MMS observation of particle distributions in an Alfvén vortex

Alfvén vortex is a multi-scale nonlinear structure which is key ingredient to intermittency. Despite previous explorations mostly on the spatial properties, the plasma characteristics and the energy transfer process associated with the Alfvén vortex still remains unclear. Based on in-situ measurement from the Magnetospheric Multiscale (MMS) mission in the magnetosheath, we report for the first time, distinctive plasma features within an Alfvén vortex. This two-dimensional structure is identified as a quasi-monopole with a radius of around 10 proton gyroscales. Its perpendicular magnetic fluctuations are anti-correlated with the velocity fluctuations, suggesting the parallel current density and flow vorticity are anti-aligned. In different parts of the vortex (i.e., edge, middle, center), the ion and electron temperatures are found to be quite different and they behave in the reverse trend: the ion temperature variations are correlated with the parallel current, while the electron temperature variations are correlated with the parallel vorticity.

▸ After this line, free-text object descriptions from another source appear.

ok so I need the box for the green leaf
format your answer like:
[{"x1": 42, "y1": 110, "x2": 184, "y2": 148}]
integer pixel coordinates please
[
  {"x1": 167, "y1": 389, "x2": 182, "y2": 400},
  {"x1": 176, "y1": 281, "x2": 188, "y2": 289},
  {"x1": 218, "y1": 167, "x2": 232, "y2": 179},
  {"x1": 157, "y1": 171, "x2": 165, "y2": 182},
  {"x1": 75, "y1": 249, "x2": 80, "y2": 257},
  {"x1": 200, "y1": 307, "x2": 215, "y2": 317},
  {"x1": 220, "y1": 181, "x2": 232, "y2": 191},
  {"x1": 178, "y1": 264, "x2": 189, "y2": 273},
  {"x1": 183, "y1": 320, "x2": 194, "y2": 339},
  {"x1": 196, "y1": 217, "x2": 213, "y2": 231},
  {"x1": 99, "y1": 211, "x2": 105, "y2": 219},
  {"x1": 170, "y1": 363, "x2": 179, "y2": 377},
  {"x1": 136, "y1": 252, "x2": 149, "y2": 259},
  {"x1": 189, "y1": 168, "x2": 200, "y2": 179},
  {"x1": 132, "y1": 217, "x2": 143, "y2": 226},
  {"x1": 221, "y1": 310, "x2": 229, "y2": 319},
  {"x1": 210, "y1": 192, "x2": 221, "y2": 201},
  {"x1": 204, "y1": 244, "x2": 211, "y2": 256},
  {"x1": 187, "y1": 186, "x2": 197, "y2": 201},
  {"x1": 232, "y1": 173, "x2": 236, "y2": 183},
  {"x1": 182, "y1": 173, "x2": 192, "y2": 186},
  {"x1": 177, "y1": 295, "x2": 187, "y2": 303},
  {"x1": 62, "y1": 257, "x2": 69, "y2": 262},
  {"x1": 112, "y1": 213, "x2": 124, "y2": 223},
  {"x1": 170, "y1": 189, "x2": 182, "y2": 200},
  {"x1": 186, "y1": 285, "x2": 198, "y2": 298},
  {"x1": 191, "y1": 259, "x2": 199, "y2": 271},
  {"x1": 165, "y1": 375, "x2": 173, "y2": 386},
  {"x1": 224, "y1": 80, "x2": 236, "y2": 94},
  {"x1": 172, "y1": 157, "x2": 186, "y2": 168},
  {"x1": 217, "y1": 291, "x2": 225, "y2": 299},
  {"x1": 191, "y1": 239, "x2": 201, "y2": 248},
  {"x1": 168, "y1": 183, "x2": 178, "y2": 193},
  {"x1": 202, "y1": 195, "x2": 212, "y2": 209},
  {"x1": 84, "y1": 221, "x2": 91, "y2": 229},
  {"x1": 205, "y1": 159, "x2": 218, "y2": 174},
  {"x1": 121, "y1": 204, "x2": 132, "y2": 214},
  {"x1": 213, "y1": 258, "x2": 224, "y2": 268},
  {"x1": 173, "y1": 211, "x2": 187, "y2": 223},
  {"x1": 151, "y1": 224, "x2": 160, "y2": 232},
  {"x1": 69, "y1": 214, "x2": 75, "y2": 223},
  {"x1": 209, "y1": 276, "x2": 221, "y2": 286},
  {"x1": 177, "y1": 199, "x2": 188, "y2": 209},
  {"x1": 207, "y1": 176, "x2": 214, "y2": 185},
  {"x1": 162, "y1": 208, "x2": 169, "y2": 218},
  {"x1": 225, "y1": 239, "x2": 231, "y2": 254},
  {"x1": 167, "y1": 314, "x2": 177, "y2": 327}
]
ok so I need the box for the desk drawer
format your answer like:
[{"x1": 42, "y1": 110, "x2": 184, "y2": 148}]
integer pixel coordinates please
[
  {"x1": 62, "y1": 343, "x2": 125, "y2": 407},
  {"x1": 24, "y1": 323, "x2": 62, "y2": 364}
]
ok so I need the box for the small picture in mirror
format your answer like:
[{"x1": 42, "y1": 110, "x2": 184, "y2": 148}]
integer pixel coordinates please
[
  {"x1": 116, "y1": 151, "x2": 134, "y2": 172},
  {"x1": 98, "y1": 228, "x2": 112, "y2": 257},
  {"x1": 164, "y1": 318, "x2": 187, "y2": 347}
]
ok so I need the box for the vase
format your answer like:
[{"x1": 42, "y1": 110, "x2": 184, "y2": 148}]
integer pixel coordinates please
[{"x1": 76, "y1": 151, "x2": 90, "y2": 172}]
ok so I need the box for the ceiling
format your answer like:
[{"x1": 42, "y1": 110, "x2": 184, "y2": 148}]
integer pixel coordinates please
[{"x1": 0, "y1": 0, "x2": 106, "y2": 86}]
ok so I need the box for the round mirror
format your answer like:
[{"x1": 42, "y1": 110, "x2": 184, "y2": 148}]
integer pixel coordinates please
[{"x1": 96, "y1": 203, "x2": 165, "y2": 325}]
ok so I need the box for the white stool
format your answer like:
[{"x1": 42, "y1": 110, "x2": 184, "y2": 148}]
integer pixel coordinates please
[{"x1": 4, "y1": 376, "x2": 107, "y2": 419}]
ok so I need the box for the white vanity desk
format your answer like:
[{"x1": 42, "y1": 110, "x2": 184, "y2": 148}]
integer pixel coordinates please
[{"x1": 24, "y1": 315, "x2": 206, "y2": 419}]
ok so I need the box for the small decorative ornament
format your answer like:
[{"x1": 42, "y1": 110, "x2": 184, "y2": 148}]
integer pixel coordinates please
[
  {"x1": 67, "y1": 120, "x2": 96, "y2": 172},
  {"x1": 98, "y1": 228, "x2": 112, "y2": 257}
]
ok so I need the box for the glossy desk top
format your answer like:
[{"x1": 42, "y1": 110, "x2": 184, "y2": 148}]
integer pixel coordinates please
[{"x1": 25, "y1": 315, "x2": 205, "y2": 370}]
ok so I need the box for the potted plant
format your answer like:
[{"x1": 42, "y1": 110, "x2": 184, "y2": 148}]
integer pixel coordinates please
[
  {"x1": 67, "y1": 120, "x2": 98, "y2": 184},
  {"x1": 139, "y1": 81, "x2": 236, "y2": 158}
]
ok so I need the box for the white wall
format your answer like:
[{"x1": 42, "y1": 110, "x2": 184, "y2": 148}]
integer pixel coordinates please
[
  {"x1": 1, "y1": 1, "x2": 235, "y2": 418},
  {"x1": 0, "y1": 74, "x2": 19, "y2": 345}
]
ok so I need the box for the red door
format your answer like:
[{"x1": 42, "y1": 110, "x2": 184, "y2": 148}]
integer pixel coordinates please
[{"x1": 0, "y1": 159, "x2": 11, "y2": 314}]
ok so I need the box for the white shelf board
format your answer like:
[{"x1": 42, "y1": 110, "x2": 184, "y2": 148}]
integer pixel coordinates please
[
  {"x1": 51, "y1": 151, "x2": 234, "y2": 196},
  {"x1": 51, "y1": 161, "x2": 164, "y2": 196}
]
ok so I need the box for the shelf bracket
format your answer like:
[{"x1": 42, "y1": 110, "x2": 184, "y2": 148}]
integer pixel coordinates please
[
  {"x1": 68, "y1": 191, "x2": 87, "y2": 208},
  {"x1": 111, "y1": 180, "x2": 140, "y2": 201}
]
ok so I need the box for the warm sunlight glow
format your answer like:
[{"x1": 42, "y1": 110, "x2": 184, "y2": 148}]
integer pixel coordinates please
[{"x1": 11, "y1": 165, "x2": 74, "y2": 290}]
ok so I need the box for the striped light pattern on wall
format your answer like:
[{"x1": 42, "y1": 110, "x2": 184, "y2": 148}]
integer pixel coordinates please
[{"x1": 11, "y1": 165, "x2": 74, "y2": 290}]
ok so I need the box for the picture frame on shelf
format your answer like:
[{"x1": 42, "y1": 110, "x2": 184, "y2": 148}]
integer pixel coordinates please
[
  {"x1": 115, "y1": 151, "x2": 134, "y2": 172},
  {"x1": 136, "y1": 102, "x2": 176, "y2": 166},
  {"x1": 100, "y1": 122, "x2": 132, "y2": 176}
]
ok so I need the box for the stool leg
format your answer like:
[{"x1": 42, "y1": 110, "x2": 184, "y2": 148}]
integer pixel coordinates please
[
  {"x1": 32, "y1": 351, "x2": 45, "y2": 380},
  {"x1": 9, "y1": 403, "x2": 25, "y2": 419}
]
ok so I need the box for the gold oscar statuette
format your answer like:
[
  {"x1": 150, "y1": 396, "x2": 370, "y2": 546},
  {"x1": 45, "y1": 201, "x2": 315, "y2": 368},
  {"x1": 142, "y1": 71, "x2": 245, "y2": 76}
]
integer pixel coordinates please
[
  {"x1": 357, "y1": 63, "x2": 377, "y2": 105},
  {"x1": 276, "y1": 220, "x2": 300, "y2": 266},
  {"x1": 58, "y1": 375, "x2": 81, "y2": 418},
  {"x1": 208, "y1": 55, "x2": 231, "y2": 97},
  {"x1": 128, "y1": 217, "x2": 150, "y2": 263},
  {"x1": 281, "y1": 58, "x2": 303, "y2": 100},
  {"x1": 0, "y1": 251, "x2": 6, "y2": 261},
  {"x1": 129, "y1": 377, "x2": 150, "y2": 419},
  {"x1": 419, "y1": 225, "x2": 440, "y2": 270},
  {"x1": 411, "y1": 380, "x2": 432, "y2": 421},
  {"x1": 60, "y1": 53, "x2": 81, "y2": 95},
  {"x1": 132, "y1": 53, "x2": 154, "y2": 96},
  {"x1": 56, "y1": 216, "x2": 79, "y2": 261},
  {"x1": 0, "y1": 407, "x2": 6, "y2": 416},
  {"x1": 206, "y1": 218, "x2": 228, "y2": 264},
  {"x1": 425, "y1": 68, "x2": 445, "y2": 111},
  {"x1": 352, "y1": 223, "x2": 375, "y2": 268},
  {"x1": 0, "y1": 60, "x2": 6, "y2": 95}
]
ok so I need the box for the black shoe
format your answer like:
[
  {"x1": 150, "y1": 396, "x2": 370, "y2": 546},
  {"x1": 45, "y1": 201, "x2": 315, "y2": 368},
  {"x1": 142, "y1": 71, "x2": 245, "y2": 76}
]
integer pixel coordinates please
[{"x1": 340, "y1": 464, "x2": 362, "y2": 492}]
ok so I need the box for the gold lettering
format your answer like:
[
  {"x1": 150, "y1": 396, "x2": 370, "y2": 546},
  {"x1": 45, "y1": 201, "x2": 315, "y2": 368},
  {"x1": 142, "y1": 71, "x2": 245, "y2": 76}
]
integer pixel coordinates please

Furthermore, the temperature anisotropies, together with the non-Maxwellian kinetic effects, exhibit strong enhancement at peaks of the vorticity/current within the vortex. Comparison between observations and numerical/theoretical results are made. In addition, the energy-conversion channels and the plasma compressibility associated with the Alfvén vortex are discussed. These results may help to understand the link between coherent vortex structures and kinetic processes, which determines the energy dissipation in the weakly-collisional space plasmas.